We have now come a long way from the simplistic linear understanding that we had from the start of genetics, in which the “genetic program” of DNA was copied into messenger RNA which then exited the cell nucleus and was translated into proteins in the cytoplasm. As we have just seen, the reality is more of a complex metabolic network subject to a circular logic that assumes no “program” and hence no absolute starting point. In other words, we must now discard this “genocentric” heritage according to which DNA is the foundation of everything, because it provides the building plans.

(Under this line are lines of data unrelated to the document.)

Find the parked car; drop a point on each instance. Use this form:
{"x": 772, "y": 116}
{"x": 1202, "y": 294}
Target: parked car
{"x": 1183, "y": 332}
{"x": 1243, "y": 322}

In the early 1970s, Henri Atlan was one of the first to do so, when he drew attention to the fact that DNA cannot be equated with a plan or a program, because it is a program that has need of its products. DNA is just one molecule among many others in an immense network—an especially stable molecule, to be sure, and a complex macromolecule that carries a lot of information. But that does not give it the superior status as an all-powerful replicator that some authors have wished to ascribe to it, in particular Richard Dawkins in his 1976 book The Selfish Gene. Many aspects of this conception have given rise to numerous debates and criticisms, such as here, here, here, here, here and here, as well as by paleontologist Stephen Jay Gould, the “evo-devo” approach and the theory of dynamic systems.